As an MLA he is associated with different committees of Govt. of Odisha. Accordingly, Dr. Mahaling has been recognized by inclusion in following committees; Member Departmentally related standing committee-VII (Industries, steel & Mines, Skill Development & Technical Education, Forest & Environment, Commerce & Transport and Planning & Convergence Department. Member Committee on Sub-ordinate Legislation. Member House Committee on Submission and Member of House Committee on Library.
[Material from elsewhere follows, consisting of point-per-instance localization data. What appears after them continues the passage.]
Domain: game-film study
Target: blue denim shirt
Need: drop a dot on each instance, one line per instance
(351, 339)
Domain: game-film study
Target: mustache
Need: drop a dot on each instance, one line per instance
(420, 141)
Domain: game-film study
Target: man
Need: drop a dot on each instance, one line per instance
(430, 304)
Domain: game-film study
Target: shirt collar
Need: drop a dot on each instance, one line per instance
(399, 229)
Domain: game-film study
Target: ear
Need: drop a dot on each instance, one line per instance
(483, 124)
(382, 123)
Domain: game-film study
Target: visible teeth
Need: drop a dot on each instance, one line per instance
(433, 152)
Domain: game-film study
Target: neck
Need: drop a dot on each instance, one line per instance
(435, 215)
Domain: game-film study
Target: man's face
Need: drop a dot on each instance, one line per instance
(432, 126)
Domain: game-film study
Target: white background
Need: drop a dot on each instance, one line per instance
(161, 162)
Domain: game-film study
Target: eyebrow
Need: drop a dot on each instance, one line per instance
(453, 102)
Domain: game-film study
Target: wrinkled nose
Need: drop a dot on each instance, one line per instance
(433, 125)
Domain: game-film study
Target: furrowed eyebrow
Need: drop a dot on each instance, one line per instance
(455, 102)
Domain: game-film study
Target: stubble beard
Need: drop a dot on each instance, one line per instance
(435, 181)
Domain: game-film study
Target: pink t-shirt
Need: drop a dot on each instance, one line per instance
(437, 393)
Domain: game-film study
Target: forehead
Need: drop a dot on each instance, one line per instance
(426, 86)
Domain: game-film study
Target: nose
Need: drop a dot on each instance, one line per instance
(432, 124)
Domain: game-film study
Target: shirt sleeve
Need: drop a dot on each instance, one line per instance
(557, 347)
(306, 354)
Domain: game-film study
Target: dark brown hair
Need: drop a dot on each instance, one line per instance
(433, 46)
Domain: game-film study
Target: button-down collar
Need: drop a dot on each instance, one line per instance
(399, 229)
BJP Odisha has assigned him organizational responsibility as Joint Secretary of the BJP Legislatures in the Odisha Vidhana Sabha, and permanent invite member of the state Executive Council. Recently, Dr Mahaling has been appointed as the PRAVARI of Nabarangpur District.

== Electoral statistics ==

| Year | Constituency | Votes | % | Result | Ref |
|---|---|---|---|---|---|
| 2019 | Loisingha | 71,261 | 39.82 | Won |  |
| 2024 | Loisingha | 83,313 | 44.32 | Won |  |

== Family ==
Dr Mahaling is born to Miniketan Mahaling (father) and Basanta Barik (mother), both of them now retired teachers. Among four siblings to their family he is the eldest.

== See also ==
He believes in preserving Indian culture and the values of civil society, and feels that the strength to build the nation comes through unity and organization. He is convinced that the future of the country lies in the hands of the young generation of the 21st century. Therefore, they must develop a logical and scientific mindset while staying rooted in the traditional wisdom, culture, and values of our society.